Pod koniec lutego jeden z portali zauważył, że Krzysztof Ibisz i Joanna Kudzbalska, uczestniczka drugiego sezonu "Top Model", są razem. Co więcej, posty wrzucane przez dziewczynę sugerowały, że para jest ze sobą co najmniej od kilku miesięcy, a ostatnio doszło do zaręczyn. Prezenter w końcu odniósł się do sprawy.

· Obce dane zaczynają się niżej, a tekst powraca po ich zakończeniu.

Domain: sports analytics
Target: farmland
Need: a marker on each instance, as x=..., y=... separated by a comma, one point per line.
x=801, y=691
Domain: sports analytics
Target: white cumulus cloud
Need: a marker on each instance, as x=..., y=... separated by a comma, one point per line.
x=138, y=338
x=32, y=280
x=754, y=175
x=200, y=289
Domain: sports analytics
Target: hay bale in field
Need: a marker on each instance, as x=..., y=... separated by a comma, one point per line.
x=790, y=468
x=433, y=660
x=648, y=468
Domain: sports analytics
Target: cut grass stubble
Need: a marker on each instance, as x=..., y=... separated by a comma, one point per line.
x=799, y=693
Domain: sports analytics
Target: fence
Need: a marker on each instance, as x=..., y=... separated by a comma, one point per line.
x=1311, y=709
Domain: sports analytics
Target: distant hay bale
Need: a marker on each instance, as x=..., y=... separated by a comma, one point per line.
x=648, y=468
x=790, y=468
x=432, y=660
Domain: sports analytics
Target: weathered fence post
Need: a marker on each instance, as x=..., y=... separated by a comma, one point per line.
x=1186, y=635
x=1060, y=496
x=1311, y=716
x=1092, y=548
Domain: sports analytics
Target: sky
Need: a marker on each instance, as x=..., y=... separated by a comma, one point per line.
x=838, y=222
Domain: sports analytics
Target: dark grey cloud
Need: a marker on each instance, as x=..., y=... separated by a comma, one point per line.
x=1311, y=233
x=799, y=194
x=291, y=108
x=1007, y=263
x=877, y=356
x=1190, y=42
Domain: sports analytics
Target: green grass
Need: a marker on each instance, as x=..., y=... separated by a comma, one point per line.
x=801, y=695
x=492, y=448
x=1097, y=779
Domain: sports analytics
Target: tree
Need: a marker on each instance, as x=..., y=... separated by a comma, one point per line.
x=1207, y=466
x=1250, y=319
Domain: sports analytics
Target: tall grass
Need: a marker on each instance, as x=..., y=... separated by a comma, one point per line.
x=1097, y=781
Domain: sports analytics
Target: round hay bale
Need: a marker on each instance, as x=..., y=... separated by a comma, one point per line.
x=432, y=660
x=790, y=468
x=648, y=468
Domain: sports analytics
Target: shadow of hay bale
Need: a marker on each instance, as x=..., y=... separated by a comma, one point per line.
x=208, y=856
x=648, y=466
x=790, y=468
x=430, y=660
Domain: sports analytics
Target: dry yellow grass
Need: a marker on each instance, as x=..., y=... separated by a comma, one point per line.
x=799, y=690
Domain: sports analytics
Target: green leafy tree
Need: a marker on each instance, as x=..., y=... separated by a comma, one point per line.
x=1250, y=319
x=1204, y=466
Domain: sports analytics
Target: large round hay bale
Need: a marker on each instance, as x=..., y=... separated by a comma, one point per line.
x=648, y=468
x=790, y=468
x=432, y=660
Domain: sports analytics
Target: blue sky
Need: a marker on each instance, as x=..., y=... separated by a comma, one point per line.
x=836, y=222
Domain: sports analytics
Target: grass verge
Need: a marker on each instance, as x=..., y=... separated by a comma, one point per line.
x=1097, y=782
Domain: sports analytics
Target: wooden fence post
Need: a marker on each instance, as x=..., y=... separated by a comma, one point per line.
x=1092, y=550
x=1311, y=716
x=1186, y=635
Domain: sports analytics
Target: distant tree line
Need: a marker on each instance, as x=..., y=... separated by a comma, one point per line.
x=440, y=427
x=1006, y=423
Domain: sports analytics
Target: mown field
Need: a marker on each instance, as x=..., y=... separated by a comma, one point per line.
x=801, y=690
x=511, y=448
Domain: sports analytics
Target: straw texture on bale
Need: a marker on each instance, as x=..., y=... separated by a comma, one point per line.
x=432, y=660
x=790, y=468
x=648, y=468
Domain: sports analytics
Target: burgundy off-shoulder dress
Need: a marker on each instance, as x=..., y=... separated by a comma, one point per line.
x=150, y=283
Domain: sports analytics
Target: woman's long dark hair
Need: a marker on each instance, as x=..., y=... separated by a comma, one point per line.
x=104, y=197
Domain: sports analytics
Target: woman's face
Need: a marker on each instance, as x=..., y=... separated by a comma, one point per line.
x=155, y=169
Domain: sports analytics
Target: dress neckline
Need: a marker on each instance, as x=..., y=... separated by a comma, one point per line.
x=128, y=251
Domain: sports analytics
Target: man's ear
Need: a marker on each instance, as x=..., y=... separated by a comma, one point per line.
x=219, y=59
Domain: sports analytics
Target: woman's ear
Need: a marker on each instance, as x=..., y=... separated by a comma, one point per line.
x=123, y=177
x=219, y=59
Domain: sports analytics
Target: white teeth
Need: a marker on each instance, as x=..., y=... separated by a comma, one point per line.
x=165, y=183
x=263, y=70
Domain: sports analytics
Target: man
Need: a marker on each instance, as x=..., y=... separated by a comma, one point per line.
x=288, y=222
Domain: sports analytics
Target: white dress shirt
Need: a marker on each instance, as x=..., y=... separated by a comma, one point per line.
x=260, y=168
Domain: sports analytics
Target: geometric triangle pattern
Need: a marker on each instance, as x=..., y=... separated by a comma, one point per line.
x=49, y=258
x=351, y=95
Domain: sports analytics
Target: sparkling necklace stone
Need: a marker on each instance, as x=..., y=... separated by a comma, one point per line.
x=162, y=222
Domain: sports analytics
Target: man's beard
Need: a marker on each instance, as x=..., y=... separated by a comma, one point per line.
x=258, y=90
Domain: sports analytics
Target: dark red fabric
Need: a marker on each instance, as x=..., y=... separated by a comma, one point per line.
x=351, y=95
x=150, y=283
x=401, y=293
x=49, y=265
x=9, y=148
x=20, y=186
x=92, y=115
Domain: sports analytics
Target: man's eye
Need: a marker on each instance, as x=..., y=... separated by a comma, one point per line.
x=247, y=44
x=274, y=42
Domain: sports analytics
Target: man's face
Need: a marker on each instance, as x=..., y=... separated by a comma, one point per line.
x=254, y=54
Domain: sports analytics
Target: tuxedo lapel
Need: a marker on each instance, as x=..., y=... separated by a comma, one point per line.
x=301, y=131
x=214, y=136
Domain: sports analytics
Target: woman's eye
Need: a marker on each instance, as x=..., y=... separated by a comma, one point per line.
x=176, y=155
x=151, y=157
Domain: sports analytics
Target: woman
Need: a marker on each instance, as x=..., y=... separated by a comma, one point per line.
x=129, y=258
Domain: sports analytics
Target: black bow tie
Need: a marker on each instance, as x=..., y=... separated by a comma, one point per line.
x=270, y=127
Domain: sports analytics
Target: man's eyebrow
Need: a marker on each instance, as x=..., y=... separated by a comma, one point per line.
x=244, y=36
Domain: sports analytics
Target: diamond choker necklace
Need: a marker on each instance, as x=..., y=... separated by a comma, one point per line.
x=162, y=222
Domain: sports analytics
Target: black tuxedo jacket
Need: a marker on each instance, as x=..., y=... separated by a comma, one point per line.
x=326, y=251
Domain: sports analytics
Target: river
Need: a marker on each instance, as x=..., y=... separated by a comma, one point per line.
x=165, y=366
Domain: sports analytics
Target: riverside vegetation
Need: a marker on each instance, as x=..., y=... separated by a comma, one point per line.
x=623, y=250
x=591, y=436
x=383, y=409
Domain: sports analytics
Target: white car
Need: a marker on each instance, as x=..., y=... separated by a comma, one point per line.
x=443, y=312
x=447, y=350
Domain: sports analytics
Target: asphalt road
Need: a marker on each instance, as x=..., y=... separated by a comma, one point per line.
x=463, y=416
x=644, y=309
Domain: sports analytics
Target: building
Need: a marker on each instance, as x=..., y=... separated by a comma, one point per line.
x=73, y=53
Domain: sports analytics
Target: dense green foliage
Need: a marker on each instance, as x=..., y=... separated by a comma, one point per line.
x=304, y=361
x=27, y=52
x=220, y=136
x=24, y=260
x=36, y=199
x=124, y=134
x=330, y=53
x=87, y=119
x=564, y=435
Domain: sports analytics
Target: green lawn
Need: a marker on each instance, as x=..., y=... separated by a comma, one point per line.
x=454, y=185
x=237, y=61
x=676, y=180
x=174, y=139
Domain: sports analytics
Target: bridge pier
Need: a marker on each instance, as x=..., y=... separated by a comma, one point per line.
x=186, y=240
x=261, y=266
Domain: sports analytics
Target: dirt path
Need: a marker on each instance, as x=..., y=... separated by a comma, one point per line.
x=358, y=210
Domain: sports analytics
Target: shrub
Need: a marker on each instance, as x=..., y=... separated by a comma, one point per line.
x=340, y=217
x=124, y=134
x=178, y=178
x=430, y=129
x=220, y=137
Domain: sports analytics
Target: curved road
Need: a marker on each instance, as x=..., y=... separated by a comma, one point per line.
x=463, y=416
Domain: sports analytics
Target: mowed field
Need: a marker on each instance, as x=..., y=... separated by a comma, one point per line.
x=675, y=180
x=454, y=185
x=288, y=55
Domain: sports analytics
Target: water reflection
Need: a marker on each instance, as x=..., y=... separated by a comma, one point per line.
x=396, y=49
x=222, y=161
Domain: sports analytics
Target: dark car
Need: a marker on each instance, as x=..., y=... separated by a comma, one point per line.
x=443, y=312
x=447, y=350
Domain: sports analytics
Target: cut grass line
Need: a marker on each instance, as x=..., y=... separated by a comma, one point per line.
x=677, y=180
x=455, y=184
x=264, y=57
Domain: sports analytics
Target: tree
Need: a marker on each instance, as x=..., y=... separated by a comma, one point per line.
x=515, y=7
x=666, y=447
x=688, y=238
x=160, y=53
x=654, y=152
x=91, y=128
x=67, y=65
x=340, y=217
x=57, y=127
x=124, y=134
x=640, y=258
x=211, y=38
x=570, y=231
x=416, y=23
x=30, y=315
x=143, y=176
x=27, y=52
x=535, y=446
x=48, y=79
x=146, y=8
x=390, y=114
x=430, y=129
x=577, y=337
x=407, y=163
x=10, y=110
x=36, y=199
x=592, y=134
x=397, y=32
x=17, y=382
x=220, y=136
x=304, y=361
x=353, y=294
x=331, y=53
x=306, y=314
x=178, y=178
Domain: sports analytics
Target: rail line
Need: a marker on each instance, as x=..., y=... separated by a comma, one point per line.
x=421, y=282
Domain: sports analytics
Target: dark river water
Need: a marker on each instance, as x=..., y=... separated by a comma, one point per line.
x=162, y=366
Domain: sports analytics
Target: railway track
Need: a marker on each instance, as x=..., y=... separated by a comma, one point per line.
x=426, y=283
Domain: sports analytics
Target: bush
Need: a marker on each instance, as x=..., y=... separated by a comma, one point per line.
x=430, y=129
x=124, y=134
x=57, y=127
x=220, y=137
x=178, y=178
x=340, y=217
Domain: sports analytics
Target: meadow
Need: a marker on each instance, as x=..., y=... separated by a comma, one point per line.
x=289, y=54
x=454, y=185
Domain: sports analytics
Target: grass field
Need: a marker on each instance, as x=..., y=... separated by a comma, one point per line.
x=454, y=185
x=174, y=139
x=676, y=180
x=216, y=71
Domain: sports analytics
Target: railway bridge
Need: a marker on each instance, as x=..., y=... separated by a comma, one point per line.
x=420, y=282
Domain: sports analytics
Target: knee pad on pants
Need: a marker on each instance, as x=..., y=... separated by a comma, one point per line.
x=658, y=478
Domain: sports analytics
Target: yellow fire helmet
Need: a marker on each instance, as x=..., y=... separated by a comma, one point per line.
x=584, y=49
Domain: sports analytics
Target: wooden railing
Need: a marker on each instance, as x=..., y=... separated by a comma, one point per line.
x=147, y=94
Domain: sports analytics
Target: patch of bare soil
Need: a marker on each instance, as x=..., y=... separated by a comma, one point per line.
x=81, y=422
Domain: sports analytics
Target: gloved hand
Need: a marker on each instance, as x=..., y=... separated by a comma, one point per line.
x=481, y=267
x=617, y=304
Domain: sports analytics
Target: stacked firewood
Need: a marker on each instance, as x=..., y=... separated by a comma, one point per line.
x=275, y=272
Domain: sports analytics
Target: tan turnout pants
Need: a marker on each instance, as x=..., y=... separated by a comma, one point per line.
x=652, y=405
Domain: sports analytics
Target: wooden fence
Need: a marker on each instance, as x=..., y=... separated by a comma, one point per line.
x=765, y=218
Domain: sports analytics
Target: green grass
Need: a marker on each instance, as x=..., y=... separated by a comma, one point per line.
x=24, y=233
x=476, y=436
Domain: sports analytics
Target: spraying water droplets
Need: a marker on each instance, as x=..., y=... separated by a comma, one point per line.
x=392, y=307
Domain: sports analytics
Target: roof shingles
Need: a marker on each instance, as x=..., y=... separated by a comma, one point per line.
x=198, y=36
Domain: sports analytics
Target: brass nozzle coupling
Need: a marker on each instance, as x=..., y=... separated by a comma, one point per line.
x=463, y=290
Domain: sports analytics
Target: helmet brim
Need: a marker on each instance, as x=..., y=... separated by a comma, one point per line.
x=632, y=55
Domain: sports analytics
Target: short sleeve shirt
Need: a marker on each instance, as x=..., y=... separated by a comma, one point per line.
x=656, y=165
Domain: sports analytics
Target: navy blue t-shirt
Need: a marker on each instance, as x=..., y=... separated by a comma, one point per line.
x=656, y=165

Ponad tydzień temu media obiegła informacja o zaręczynach Krzysztofa Ibisza. Prezenter miał poprosić o rękę Joannę Kudzbalską, a aspirująca modelka zdążyła już pochwalić się w sieci pierścionkiem. Już nie ma wątpliwości, że to prezent od dziennikarza. Ibisz w końcu postanowił skomentować swój związek.
Nie mówiliśmy nic o tym, że jesteśmy parą. Już prawie rok to trwało i nie mówię, że się ukrywaliśmy, ale nasi bliscy znajomi wiedzieli i gdzieś to dotarło do portali. Mieliśmy nadzieję, że to zostanie między nami, ale tak, już nie zaprzeczam - przyznał Ibisz w rozmowie z Pomponikiem.
Krzysztof liczył na to, że ten związek będzie utrzymany w tajemnicy, albo raczej - jak najdłużej uda się to robić. Wcześniej chętnie dzielił się informacjami o swoich relacjach - najpierw, będąc z dziennikarką Anną Zejdler czy następnie z Anną Nowak-Ibisz. Zaskoczeniem było więc to, że w tym przypadku starał się o nieco więcej prywatności. Nie był zadowolony, że o wszystkim dowiedziały się media.
Nie byliśmy zachwyceni. Chcieliśmy się cieszyć swoim szczęściem sami, ale tak się stało i nic już z tym nie zrobimy - stwierdził Krzysztof.
Ostatni medialny związek Krzysztofa Ibisza to ten z Patrycją Madejską, z którą był siedem lat. Para rozstała się w 2019 roku i wydawało się wówczas, że prezenter raczej nie myślał o tym, by po raz kolejny stanąć na ślubnym kobiercu. Okazuje się, że pod wpływem znajomości z Joanną zmienił zdanie i już po roku zdecydował się na zaręczyny. Życzymy szczęścia!